In Missouri corporate opponents--including Anheuser-Busch, KC Power & Light, Hallmark Cards and the Missouri Association of Realtors--poured hundreds of thousands into their victorious antireform campaign. Californians, meanwhile, approved Proposition 34, billed as campaign reform but actually cooked up by the establishment to block real reform. The returns on these three measures should compel campaign finance reform activists to rethink their strategies. These are significant and stinging defeats.
The good news is that the failed drug war was a loser in five of seven related measures nationwide. Medical marijuana initiatives passed in Colorado and Nevada (although a full marijuana-legalization bill failed in Alaska). Oregon and Utah voted to reform draconian drug forfeiture laws. And in California, Proposition 36, providing treatment instead of jail for first- and second-time drug offenders, passed easily. But a similar proposition failed in Massachusetts (which also refused to approve a universal healthcare proposal).

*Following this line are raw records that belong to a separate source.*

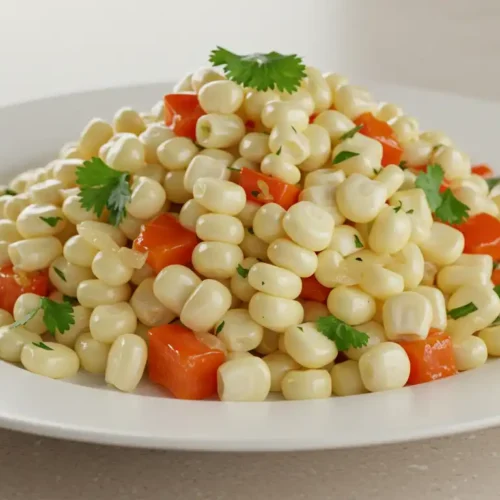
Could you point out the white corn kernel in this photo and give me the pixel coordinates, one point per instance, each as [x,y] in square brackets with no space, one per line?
[204,166]
[487,303]
[219,196]
[444,244]
[308,225]
[406,129]
[354,101]
[469,353]
[324,197]
[240,287]
[190,212]
[346,379]
[284,113]
[491,337]
[151,138]
[407,316]
[392,177]
[275,313]
[93,354]
[205,306]
[371,195]
[215,259]
[414,203]
[333,270]
[351,305]
[409,263]
[239,331]
[173,286]
[335,123]
[126,362]
[176,153]
[287,254]
[92,293]
[367,159]
[109,268]
[148,309]
[346,240]
[390,231]
[306,384]
[56,362]
[220,227]
[292,144]
[267,222]
[376,334]
[34,254]
[308,346]
[278,167]
[243,379]
[279,365]
[314,310]
[274,281]
[221,96]
[436,299]
[385,366]
[219,131]
[324,176]
[269,343]
[381,283]
[255,102]
[319,148]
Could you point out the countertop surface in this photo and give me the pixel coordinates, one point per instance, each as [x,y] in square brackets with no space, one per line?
[58,46]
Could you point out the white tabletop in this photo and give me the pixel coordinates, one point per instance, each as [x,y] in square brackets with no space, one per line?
[60,46]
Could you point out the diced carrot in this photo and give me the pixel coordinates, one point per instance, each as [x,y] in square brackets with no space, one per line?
[181,363]
[182,111]
[263,189]
[312,289]
[483,170]
[13,284]
[431,358]
[495,277]
[482,235]
[382,132]
[166,241]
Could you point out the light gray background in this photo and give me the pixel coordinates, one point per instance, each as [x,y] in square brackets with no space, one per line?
[53,46]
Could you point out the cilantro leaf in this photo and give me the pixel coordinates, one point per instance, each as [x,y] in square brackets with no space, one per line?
[460,312]
[445,206]
[343,156]
[261,71]
[57,316]
[243,272]
[351,133]
[59,273]
[451,209]
[430,183]
[344,335]
[399,207]
[51,221]
[42,346]
[102,187]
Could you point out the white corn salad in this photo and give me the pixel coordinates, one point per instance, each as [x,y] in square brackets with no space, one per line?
[251,241]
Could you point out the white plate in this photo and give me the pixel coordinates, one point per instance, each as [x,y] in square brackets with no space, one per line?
[84,409]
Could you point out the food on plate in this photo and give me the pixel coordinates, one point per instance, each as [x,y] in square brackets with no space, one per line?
[264,228]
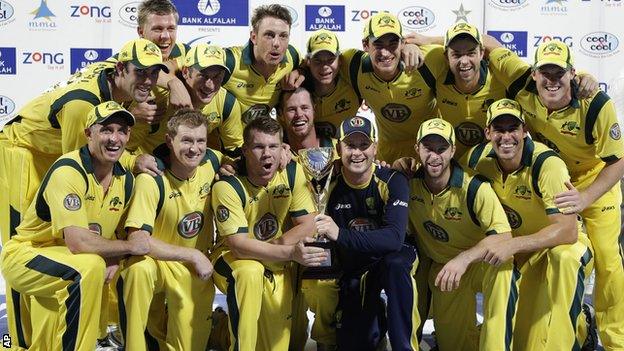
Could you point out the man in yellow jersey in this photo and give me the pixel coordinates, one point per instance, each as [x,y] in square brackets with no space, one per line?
[553,253]
[258,67]
[66,247]
[587,136]
[455,216]
[173,213]
[202,74]
[53,123]
[401,100]
[334,98]
[367,218]
[251,210]
[297,114]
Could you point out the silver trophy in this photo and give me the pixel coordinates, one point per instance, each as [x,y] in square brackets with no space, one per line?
[318,164]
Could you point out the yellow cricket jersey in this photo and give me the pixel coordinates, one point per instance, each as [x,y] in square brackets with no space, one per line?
[527,194]
[54,122]
[400,106]
[177,211]
[466,112]
[256,94]
[456,219]
[70,195]
[224,122]
[330,110]
[586,133]
[260,212]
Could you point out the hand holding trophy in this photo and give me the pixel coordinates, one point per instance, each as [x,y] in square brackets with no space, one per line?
[318,164]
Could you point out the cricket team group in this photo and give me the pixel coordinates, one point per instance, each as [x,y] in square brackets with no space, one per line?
[135,188]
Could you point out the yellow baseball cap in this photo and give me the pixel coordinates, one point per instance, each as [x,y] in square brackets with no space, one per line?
[553,52]
[436,126]
[504,107]
[462,28]
[203,56]
[380,24]
[100,113]
[323,40]
[142,53]
[357,124]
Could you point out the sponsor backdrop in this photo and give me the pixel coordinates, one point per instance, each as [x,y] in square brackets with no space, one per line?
[43,41]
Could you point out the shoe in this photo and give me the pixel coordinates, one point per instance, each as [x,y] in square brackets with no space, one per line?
[591,341]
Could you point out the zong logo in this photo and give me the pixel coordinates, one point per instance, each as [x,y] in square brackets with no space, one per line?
[48,58]
[599,44]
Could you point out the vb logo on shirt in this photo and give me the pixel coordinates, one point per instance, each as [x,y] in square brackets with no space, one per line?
[191,224]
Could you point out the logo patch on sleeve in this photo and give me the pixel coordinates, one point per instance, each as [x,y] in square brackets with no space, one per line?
[615,133]
[222,213]
[72,202]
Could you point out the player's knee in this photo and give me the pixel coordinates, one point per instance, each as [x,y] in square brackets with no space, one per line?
[564,258]
[93,268]
[249,271]
[139,267]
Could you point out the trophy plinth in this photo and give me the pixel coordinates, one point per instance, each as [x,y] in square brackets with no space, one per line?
[318,165]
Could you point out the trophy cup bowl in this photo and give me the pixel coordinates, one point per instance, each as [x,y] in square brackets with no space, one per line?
[318,165]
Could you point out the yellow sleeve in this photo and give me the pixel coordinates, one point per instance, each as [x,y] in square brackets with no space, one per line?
[551,181]
[65,195]
[142,211]
[302,199]
[506,66]
[607,134]
[72,118]
[489,211]
[345,63]
[231,129]
[228,209]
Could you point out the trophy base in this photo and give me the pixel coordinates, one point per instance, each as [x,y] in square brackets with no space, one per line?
[328,269]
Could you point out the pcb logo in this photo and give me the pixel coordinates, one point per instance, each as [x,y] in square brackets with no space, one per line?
[437,232]
[191,224]
[72,202]
[362,224]
[523,192]
[515,221]
[453,214]
[222,213]
[114,203]
[266,228]
[570,128]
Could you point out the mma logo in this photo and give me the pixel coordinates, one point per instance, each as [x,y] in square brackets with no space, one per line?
[204,190]
[470,134]
[191,224]
[396,112]
[515,221]
[437,232]
[114,203]
[266,228]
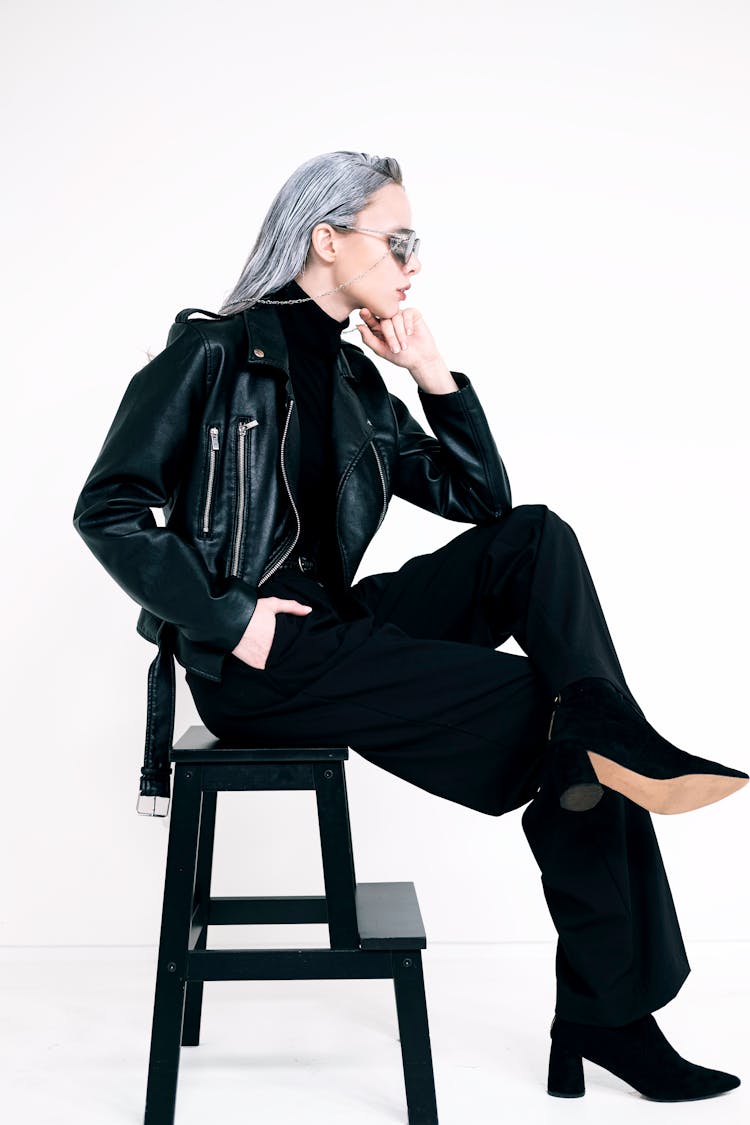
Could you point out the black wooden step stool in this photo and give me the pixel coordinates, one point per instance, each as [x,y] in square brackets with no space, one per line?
[376,929]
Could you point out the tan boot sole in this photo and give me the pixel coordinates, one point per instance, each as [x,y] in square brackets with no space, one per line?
[665,794]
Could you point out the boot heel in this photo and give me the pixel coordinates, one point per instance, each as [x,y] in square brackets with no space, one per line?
[575,779]
[566,1072]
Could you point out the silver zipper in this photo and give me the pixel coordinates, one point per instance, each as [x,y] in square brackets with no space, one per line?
[558,699]
[382,482]
[242,431]
[283,473]
[211,474]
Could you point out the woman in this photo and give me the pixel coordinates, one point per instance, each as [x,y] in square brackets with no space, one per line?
[274,447]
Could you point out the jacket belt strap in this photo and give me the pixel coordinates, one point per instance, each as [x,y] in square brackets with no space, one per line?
[154,795]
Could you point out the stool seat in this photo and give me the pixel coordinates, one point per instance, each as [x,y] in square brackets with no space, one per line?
[375,929]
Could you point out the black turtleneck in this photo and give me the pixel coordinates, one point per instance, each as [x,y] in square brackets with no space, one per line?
[313,341]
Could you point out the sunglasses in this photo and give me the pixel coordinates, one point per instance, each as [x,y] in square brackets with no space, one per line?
[403,243]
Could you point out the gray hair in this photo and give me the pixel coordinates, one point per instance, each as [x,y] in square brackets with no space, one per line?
[330,188]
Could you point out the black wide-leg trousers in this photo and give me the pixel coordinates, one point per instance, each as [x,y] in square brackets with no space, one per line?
[404,669]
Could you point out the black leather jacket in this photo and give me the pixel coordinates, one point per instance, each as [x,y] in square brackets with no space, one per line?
[208,432]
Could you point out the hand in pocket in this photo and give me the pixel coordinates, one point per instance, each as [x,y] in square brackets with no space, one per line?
[255,642]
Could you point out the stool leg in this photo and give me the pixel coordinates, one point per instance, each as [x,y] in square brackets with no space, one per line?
[414,1031]
[171,969]
[336,852]
[193,995]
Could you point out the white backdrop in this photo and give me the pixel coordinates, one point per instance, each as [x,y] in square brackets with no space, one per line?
[579,176]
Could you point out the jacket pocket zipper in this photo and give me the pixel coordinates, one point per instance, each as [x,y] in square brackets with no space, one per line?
[242,491]
[213,452]
[288,551]
[382,482]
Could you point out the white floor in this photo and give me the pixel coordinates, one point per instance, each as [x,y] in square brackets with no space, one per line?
[75,1029]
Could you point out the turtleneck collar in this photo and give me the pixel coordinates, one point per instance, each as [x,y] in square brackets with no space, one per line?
[308,325]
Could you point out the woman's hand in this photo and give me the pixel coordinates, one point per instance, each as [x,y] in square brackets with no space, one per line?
[255,642]
[404,339]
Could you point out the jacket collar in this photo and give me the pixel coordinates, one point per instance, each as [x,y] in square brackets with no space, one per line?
[267,343]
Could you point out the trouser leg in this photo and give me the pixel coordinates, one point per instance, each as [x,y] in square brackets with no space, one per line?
[620,950]
[524,576]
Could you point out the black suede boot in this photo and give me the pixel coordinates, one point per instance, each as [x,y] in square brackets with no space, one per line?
[639,1053]
[597,737]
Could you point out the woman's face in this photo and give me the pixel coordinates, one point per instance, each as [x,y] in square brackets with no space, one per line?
[349,253]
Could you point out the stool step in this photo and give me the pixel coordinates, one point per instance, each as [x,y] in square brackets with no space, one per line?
[197,744]
[388,917]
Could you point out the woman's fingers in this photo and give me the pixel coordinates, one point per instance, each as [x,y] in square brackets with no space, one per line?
[391,329]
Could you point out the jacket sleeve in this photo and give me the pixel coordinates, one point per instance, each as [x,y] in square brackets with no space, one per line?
[457,474]
[139,466]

Another bright spot was public education. Voucher measures in California and Michigan were beaten by wide margins. Silicon Valley entrepreneur Tim Draper put up millions for the California proposal--to no avail. California voters also approved a measure that makes passage of school bonds easier. But bilingual education, banned in the Golden State two years ago, was also thrown out by Arizona voters. As he did in California, businessman Ron Unz fathered and funded the Arizona measure.
Colorado voters defeated the so-called informed consent measure on abortion, but Arizona and Nebraska approved a ban on same-sex marriages and civil unions. In Maine a measure to protect gays from discrimination was defeated. In Oregon the notorious Measure 9, which outlaws "teaching" homosexuality in schools, failed. Oregonians also rejected two antiunion "paycheck protection" measures, which the state labor federation had vigorously fought.